Selon les autorités colombiennes, le mercure est introduit clandestinement à travers la jungle dans les zones frontalières reculées du pays.

'Mercure Watch', une alliance internationale qui conserve une base de données mondiale, a estimé les émissions de mercure d'Amérique latine à 526 tonnes en 2010, la Colombie en tête avec 180 tonnes.

Dans une évaluation publiée en 2013, le Programme des Nations Unies pour l'environnement (PNUE) a estimé que les émissions de mercure causées par les activités humaines ont atteint 1.960 tonnes en 2010, avec l'exploitation minière artisanale comme la principale source (727 tonnes), suivie de la combustion du charbon, principalement de la production d'énergie et de l'utilisation industrielle.
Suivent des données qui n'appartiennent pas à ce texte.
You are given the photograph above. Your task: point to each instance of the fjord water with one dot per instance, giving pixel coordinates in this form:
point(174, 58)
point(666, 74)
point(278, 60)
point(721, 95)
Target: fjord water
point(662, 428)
L'exploitation minière artisanale de l'or est pratiquée dans au moins une douzaine de pays d'Amérique latine, principalement dans la région des Andes et la forêt amazonienne, mais en l'Amérique centrale aussi, selon les rapports du PNUE.
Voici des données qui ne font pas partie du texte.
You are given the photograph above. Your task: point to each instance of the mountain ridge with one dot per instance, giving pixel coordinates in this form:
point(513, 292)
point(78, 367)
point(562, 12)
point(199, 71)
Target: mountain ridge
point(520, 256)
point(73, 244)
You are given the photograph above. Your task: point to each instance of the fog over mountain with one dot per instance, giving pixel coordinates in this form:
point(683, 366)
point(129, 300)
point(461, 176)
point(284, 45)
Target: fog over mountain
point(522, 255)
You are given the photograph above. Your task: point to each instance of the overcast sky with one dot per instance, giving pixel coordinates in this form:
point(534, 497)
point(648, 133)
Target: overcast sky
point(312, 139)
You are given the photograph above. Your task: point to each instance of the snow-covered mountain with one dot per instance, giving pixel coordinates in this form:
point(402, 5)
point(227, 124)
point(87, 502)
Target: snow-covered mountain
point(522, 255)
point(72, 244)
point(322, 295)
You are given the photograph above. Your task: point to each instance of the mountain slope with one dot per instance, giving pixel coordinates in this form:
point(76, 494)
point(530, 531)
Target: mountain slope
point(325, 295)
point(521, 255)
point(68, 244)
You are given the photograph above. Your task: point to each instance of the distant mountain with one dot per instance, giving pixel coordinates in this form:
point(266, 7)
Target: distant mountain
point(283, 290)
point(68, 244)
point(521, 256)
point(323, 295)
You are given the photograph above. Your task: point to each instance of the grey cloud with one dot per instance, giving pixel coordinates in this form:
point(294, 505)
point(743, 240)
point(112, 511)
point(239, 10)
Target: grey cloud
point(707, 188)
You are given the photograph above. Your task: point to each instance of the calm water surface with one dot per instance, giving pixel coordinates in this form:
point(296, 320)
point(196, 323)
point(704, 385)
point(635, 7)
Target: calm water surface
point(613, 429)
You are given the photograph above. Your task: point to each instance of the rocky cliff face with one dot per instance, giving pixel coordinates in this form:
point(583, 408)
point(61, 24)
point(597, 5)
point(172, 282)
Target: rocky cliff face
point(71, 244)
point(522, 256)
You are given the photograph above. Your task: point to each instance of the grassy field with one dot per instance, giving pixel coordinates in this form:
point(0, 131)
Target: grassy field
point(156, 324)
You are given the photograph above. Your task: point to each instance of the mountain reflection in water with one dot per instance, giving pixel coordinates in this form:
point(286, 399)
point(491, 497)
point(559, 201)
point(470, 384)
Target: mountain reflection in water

Quelque 500.000 mineurs d'or à petite échelle sont responsables de la demande légale ou illégale de mercure.

Le Mexique et le Pérou ont des réserves de mercure, mais il n'existe aucune exploitation minière primaire de mercure formelle dans la région. L'extraction est secondaire, parce que le mercure tend à être mélangé avec d'autres minéraux, ou provient du recyclage du mercure déjà extrait et utilisé à d'autres fins.

Les plus gros producteurs sont le Mexique, l'Argentine et la Colombie, tandis que les principaux consommateurs et importateurs légaux sont le Pérou, la Colombie et le Panama.
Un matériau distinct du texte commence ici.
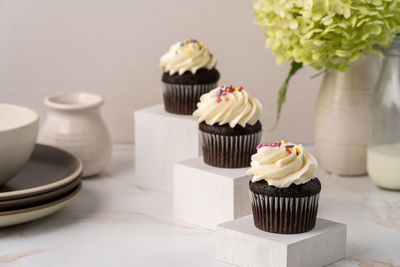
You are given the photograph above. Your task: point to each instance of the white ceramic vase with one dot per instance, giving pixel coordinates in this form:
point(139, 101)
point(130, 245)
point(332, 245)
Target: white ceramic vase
point(342, 117)
point(74, 124)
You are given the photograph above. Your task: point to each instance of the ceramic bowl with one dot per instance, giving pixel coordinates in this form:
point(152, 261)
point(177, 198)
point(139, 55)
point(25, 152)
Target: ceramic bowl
point(18, 132)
En 2012 le Mexique, l'Argentine et la Colombie occupaient la première place sur la liste régionale des exportateurs de mercure et de produits contenant le métal, selon 'Mercury Watch'.

Le mercure est naturellement présent dans certaines roches, et peut être trouvé dans l'air, le sol et l'eau en raison des émissions industrielles.

Des bactéries et d’autres micro-organismes convertissent le mercure en méthylmercure, qui peut s'accumuler dans différentes espèces animales, en particulier les poissons.

Les lois sur l'industrie minière en Bolivie, au Costa Rica et au Honduras interdisent l'utilisation du mercure.

Et en 2013 la Colombie a adopté une loi qui éliminerait progressivement le mercure dans l'exploitation minière au cours des cinq prochaines années et dans l'industrie au cours des 10 prochaines années.

Depuis novembre 2013, le Congrès péruvien discute également d’un projet de loi visant à éliminer le mercure dans l'exploitation minière et à le remplacer dans les activités industrielles.

Selon le PNUE, il y avait au total 11 usines de production de chlore-alcali fonctionnant avec la technologie du mercure dans sept pays de la région en 2012. Mais plusieurs de ces usines prévoient d'adopter des technologies sans mercure d'ici à 2020.

“La teneur en mercure dans les produits, le remplacement du mercure et le stockage temporaire et l'élimination finale des déchets de mercure sont des aspects importants de la gestion du mercure”, a déclaré à Tierramérica, Raquel Lejtreger, sous-secrétaire au ministère de l’Habitat, de l'Aménagement du Territoire et de l'Environnement de l'Uruguay.

* Cet article a été publié le 5 avril par les journaux latino-américains qui font partie du réseau Tierramérica.